ADHL_A Space 16

A Space

New York, aspacestudio.com
Founded in 2016 by Anna Aristova and Roza Gazarian, the Brooklyn-based studio mines natural materials like marble and stone to create geometric monoliths. In one favorite project, they created 14 one-of-a-kind objects from a single 10-inch slab. 

What is American design to you, and what excites you about it?

RG: Having moved to the United States in 2004, and having actually discovered design here, for me American design is all about the creative freedom that comes from having all of these amazing cultures and backgrounds together in one place. It’s about fearless exploration and experimentation, resulting in creation of the most unexpected work.

AA: What excites me the most about American design is the mid-century modern movement, which I find is still very influential among many designers today. For me personally, this period is special because of the new connection and collaboration between United States and Japan – Isamu Noguchi and George Nakashima being two great examples. I am also happy to see that there’s a wave of young designers who are willing to work with materials by hand in the studio rather than outsourcing production elsewhere.

What are your plans and highlights for the upcoming year?

As we plan to continue traveling, our goal is to keep exploring the old craftsmanship, techniques, and materials from all around the world in order to give them new life and meaning. We find the effort of preserving and bringing attention to the traditional craftsmanship to be very important.

We currently have two new collections in the works, and we’re excited to release them during Design Week in May. We are also planning our first solo show in New York this March, where we’ll try to recreate the feeling of the place where the collection was created, making it more about the environment and experience rather than showcasing separate pieces. The collection was created in Alanya, a small town in the south of Turkey, right by the Mediterranean sea. During one of our visits a few years ago, we accidentally came across a family-owned marble quarry that we fell in love with, and have been working with them since. All pieces from the collection were created from one single massive piece of stone, where we leave one side of each piece untouched, unpolished — to remind us of the mountains the stone came from.

The marble pieces will also be accompanied by a few new sculptural works made from recycled plastic and metal, which will be finished with a Japanese washi technique, which Anna recently learned during her stay with a ceramic master in North Japan. Overall, this show will be centered around the idea of transformation (mountains to furniture, garbage to art, showroom space to experience) and is inspired not only by the mountains of Turkey, but also the fascinating culture of Japan, seen through our eyes and reinterpreted through our studio’s aesthetic.

Lastly, we are working on a dream residential project — a mountain house and a studio space — that will be the ultimate manifestation of our studio’s vision, sensibility and philosophy.

What inspires or informs your work in general?

Exploring and discovering new places, cultures, techniques, and materials has always been very important in our lives. After living in New York for over 15 years, we recognized the need to get out of the city routine and draw our inspiration from the unknown.

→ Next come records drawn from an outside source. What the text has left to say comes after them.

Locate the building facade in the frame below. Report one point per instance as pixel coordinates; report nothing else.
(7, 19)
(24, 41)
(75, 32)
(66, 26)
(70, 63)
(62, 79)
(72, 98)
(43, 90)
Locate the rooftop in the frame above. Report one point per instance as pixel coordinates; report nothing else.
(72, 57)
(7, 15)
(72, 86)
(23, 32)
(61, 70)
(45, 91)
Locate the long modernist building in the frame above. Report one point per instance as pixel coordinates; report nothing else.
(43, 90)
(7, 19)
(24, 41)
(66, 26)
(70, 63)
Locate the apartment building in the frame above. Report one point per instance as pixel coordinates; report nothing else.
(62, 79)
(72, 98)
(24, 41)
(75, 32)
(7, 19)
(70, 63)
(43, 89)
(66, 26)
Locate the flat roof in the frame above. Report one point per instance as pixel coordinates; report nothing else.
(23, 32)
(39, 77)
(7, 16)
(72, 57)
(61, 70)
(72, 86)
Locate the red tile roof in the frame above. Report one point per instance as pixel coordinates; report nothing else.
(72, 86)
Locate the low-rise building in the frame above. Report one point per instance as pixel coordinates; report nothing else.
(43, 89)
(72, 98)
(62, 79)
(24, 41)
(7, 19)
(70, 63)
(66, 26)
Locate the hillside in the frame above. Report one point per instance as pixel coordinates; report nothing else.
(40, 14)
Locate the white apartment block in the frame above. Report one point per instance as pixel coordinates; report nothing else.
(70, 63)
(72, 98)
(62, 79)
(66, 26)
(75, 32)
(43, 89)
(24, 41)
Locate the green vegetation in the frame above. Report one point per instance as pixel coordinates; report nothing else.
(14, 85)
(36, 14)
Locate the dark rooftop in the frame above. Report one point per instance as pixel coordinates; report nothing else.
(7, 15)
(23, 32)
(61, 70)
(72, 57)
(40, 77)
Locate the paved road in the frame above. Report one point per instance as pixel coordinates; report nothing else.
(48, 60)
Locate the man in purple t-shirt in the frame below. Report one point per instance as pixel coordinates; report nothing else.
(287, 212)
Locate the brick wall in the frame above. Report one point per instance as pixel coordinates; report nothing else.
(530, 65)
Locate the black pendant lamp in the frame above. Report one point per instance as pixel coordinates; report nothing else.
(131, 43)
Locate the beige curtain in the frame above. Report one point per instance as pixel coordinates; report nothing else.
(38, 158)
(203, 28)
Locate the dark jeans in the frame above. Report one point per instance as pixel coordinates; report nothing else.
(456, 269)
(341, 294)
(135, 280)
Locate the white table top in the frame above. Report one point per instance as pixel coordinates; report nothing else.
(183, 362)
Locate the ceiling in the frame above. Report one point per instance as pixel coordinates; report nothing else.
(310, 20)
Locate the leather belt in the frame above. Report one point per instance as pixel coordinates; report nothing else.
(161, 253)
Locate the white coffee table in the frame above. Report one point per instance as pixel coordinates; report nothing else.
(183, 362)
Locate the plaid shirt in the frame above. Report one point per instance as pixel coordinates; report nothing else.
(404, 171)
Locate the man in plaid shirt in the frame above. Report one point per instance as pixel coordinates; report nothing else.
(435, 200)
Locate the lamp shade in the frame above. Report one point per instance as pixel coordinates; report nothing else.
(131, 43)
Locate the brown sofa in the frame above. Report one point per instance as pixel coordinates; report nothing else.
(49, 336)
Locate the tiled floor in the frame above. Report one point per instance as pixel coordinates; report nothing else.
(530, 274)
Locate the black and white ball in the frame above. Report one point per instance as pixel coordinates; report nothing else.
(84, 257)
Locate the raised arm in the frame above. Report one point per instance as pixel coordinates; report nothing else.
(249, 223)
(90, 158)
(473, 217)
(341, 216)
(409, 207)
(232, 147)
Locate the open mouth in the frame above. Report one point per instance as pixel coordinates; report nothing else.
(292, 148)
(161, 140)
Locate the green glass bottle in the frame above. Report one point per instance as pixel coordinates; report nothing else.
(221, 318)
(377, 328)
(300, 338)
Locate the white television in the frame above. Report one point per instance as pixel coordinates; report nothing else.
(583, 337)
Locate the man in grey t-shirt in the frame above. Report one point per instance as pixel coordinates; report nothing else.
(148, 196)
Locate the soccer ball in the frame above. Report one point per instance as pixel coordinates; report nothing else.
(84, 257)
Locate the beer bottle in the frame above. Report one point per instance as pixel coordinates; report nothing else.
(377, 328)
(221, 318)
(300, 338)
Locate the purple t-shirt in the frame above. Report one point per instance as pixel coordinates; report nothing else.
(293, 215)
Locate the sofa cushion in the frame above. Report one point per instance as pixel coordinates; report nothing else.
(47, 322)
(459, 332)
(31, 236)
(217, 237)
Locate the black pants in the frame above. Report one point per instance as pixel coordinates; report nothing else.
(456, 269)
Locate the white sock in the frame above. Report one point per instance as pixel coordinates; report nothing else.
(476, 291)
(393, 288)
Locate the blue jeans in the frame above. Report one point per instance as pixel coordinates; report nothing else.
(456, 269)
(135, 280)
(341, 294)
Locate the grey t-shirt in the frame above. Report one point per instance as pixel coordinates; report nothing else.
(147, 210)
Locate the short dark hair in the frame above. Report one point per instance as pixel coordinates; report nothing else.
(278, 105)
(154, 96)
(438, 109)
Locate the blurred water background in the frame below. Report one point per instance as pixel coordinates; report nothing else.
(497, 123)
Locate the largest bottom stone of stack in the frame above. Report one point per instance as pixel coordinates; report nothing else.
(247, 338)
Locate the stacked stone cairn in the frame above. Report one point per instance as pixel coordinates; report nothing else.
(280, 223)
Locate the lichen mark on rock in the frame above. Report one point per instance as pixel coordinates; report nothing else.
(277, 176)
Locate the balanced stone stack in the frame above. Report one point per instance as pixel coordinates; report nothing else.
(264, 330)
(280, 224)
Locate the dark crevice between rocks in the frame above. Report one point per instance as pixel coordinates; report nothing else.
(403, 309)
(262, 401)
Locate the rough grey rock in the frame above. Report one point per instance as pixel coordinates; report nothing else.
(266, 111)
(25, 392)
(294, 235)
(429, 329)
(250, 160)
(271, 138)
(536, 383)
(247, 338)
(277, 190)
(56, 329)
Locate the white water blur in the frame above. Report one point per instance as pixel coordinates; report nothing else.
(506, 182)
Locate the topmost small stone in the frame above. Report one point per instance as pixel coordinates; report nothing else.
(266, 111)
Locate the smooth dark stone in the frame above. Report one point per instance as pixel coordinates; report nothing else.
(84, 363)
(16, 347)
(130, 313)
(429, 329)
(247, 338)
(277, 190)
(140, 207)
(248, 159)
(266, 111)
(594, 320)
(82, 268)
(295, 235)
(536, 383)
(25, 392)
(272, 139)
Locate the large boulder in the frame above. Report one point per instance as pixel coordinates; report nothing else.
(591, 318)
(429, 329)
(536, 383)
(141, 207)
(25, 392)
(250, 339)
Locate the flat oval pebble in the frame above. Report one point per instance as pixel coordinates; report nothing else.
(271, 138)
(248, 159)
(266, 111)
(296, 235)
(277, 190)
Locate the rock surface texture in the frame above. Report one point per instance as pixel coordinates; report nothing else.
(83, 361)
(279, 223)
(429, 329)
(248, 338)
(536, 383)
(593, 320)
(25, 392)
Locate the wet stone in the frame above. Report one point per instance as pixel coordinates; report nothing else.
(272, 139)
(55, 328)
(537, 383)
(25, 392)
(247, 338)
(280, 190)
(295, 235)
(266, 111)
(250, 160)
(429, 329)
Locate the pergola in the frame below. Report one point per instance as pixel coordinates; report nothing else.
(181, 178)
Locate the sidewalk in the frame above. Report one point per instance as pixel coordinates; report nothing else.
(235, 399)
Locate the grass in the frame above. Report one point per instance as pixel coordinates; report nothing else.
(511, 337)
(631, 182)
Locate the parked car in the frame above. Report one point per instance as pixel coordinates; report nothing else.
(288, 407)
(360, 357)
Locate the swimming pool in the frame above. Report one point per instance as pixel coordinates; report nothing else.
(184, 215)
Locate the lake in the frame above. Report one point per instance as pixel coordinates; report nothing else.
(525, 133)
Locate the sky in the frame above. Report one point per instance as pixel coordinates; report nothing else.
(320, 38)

For example, last year we were fascinated with architecture and craftsmanship of Armenia, and this year our latest wave of inspiration comes from a recent trip to Japan. We are very much fascinated with the village culture of North Japan and their traditional craft, as well as the practice of Zen.

Our inspiration also definitely comes from within, from an inner point of observation of the outside world and the human connection to it. Moments of meditation, tea ceremonies, or simply being alone in nature are a big part of our process — these moments are great for realizing where our thoughts, ideas and concepts come from, and what we would like to say with our work.